Her mother closed her eyes. She began to weep. Elizabeth put down her cup and saucer on the carpet and slid from her chair and knelt before her mother and held both of her hands.
Her mother’s eyes opened. They were filmy with tears and age. ‘I’ve kept one secret from you, Lizzie. It’s the one I’ve just revealed to you. And one was terrible enough. You were an only child.’
‘Shush, Mum.’
‘You were loved and cherished. You were, you know, as you are loved and cherished still.’
Adam Hunter thought it scary, just how much Elizabeth the cool doctor looked like his mum had. He thought his mum had been cool. She had been lovely too. And he did not like to think about her too much because it made him sad and sorry for his dad when he did. But she really had been cool. He’d even overheard grown-ups saying it. And so was Elizabeth, with her green sports car and her black leather jacket and her sunglasses pushed up to her hair and the pilot’s watch she wore with buttons either side of the winder and the relaxed attitude about bedtime and her totally deadly popcorn. And she really did look like his mum. Scary was the word for it. Except that it wasn’t really scary. It wasn’t scary like the dreams. Elizabeth’s resemblance to his mum was one of those freaky coincidences life threw up more often than Adam thought the laws of probability should have allowed. The dreams, though. When it came to scary, the dreams were off the scale.
He had lied to his dad about not remembering their detail. He remembered them very vividly. He remembered every detail exactly. The dreams were so strange, how could he not? But he had not wanted to worry his dad. It was bad enough as things were, his dad being so lonely and sad. Adam wanted to cheer him up, not concern him or depress him even further. He knew his dad had done his best. But he also knew what a strain it was. Before the dreams had started, he had lain awake and heard his dad cry from the bedroom next to his in the night and had wanted to go in to him. But he had not. Dad had to learn to live without Mum and Kate. They both did. It was hard, but they had no choice. Mum and Kate were gone and were never coming back.
Adam had lied about the dreams to the cool doctor because he had lied to his dad. She would have had to tell because adults had their own rules about that kind of stuff. Had he made her promise not to tell, she probably would have done. She’d have done it just to get the truth out of him. And telling Elizabeth the truth would have been a relief. Because she wasn’t just cool, she was kind as well. And keeping something so horrible totally private was not exactly easy. But she would have broken her promise and told his dad. She would have seen it as her duty. He did not resent that. He understood the grown-up world abided by its adult rules. He accepted it. But it did mean he had not been able to tell her. He did not want to worry his dad. Neither did he want his dad to feel his son had betrayed him through dishonesty.

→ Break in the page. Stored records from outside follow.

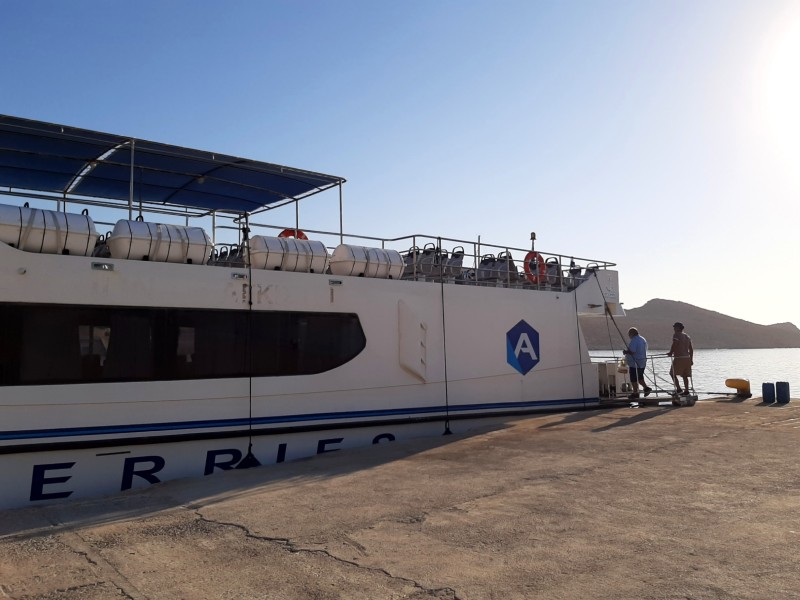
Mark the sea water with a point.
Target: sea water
(712, 367)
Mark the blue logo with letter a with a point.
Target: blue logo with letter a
(522, 342)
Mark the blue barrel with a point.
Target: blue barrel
(768, 392)
(782, 389)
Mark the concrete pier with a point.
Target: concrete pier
(695, 502)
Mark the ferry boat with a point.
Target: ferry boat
(158, 321)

It was what was called a dilemma. He knew the word from football. When Sir Alex had three forwards in form at United but only room for two in the team he faced what was called a selection dilemma. Football seemed to be full of dilemmas of every sort. But Adam thought his dilemma over the dreams somewhat more serious. The languages, though, he had told the truth about. He had woken once
speaking fluent Russian. He had woken once thinking in German. He had never studied either language. But after a few hours awake, the language skills were gone.
Anyway, right now, he had another problem. And this one was a consequence of something else he had not told Elizabeth. He had come back from his first day after his long absence from school with a homework assignment. You could tell Elizabeth wasn’t a mum because a mum would have asked if his homework had been done. Elizabeth didn’t and so it hadn’t been. He had farted around customising a couple of toy cars, and then obliterating her at chess and watching Clarkson, filling his face with popcorn while his homework assignment wasn’t being dealt with.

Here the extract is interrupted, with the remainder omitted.